Kellan Carter, who led Ignition Partners’ investment in Icertis in 2016 and is now founding partner at Fuse, saw those values in action early. He and Ignition co-founder John Connors traveled to India in 2017 for the company’s annual town hall, where Bodas introduced Connors as a new board member.
“After introducing John, he asked the entire company — ‘but do you know the number one reason why we chose to work with Ignition and John?’” Carter recalled. “And the entire company shouted ‘FORTE.’”
It was a powerful example of what happens when a company is aligned to core principles.

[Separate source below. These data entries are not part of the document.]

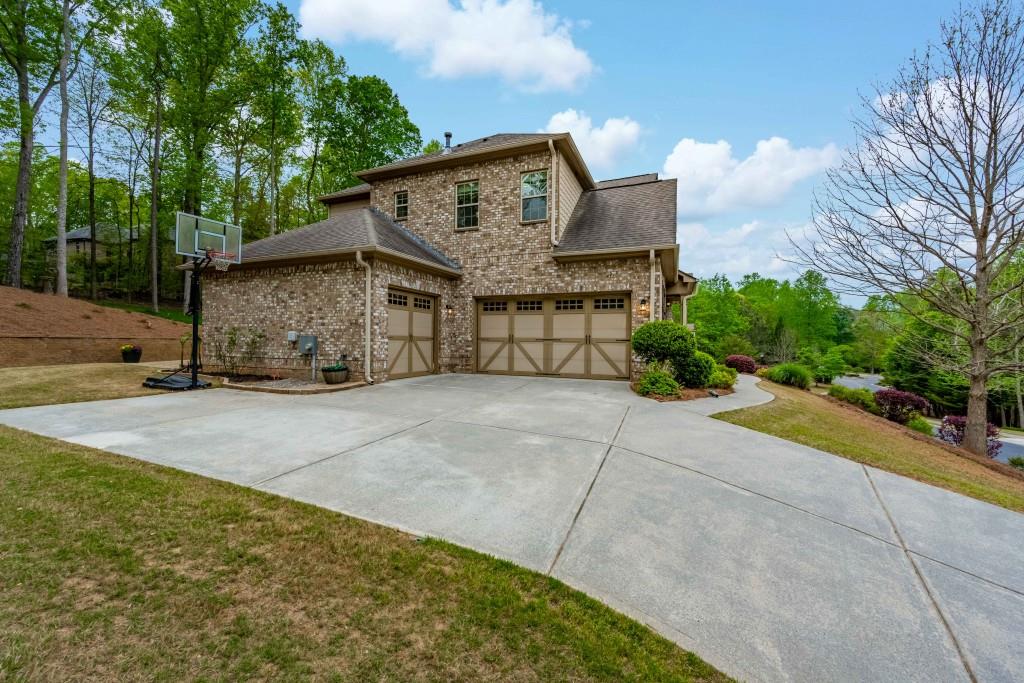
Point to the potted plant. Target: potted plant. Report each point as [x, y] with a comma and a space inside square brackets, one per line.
[131, 352]
[336, 374]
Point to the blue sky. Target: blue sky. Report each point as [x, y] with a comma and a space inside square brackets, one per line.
[747, 102]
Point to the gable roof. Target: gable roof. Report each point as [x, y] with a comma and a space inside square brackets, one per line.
[623, 216]
[493, 145]
[348, 231]
[348, 193]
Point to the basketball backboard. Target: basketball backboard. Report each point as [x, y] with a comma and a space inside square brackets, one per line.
[195, 236]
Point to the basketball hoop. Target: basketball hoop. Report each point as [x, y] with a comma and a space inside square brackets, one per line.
[220, 259]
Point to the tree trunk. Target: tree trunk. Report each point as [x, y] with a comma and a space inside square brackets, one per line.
[61, 246]
[22, 186]
[155, 207]
[93, 285]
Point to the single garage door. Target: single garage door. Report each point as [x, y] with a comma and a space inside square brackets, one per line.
[569, 335]
[410, 334]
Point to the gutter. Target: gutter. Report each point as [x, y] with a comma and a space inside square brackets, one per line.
[368, 361]
[554, 183]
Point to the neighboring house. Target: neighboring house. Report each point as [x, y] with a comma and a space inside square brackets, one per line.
[501, 255]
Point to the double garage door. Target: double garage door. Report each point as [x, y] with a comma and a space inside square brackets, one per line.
[569, 335]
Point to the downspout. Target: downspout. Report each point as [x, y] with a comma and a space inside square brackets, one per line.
[554, 183]
[368, 363]
[653, 265]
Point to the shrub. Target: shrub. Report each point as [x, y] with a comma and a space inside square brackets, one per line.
[862, 398]
[695, 371]
[658, 341]
[952, 428]
[793, 374]
[741, 364]
[657, 381]
[920, 424]
[899, 406]
[722, 377]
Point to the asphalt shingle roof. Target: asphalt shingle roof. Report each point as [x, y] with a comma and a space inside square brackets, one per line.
[622, 215]
[358, 228]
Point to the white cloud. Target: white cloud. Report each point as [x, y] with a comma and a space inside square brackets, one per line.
[600, 145]
[713, 181]
[514, 39]
[753, 247]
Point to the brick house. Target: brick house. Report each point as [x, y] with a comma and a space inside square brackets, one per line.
[499, 255]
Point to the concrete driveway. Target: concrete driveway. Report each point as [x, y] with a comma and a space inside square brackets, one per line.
[771, 560]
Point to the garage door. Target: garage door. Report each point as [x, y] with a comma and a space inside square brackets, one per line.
[568, 335]
[410, 334]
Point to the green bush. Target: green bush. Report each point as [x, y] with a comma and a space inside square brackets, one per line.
[695, 371]
[657, 381]
[920, 424]
[793, 374]
[658, 341]
[722, 377]
[862, 398]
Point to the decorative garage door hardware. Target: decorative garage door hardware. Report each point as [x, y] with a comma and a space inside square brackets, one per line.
[586, 336]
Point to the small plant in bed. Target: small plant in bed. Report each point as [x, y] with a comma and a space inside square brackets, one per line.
[741, 364]
[899, 406]
[131, 352]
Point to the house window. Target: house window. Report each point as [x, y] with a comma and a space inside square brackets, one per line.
[401, 205]
[568, 304]
[534, 195]
[528, 305]
[467, 205]
[609, 304]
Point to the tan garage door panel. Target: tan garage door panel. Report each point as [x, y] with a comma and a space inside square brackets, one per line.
[411, 324]
[569, 335]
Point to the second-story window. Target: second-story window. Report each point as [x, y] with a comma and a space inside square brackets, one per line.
[401, 205]
[534, 195]
[467, 205]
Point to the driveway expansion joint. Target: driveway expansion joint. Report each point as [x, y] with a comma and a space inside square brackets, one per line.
[576, 517]
[922, 582]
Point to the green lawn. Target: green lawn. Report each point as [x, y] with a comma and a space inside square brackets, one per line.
[818, 422]
[113, 568]
[171, 311]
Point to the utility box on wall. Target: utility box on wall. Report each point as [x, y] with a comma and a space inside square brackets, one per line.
[307, 345]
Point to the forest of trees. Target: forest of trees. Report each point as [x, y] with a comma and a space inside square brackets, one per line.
[215, 108]
[804, 321]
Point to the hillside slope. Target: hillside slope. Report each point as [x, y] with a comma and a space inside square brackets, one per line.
[26, 313]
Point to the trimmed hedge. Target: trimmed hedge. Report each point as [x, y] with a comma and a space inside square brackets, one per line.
[741, 364]
[793, 374]
[694, 373]
[657, 381]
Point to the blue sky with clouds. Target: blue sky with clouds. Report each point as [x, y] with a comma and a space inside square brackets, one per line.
[745, 102]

“Samir led with these values every single day,” Carter said.
Seth Nesbitt, who served as Icertis chief marketing officer and is now chief revenue officer at Zuper, said Bodas meant it. “Lots of CEOs focus on excellence and execution — Samir certainly did — but he also thought laughter and joy at work was essential,” Nesbitt said.
When the pandemic hit, they introduced the “Four Rings of Responsibility” — a prioritization framework that put self-care first, then family, then community, and finally business. Bodas compared it to the airplane safety instruction to put on your own oxygen mask first.
“When the going got tough — which it always does in a startup — Samir would double down on the team and culture,” Nesbitt said. “The Four Rings of Responsibility, which came out of the fog of early COVID, are a great example of that.”
It resonated beyond Icertis. GeekWire co-founder John Cook, who hosted a virtual panel during the pandemic featuring Bodas alongside business leaders Rich Barton and Elena Donio, has frequently cited the Four Rings as a philosophy that helped him navigate that period.
In his email, Nadella said he takes comfort in knowing Bodas’ impact will continue.
“He had a tremendous impact on so many people over the years,” the Microsoft CEO wrote, “and while we mourn this loss, I am comforted by how his legacy will live on through his family and loved ones and through the company he built in Icertis.”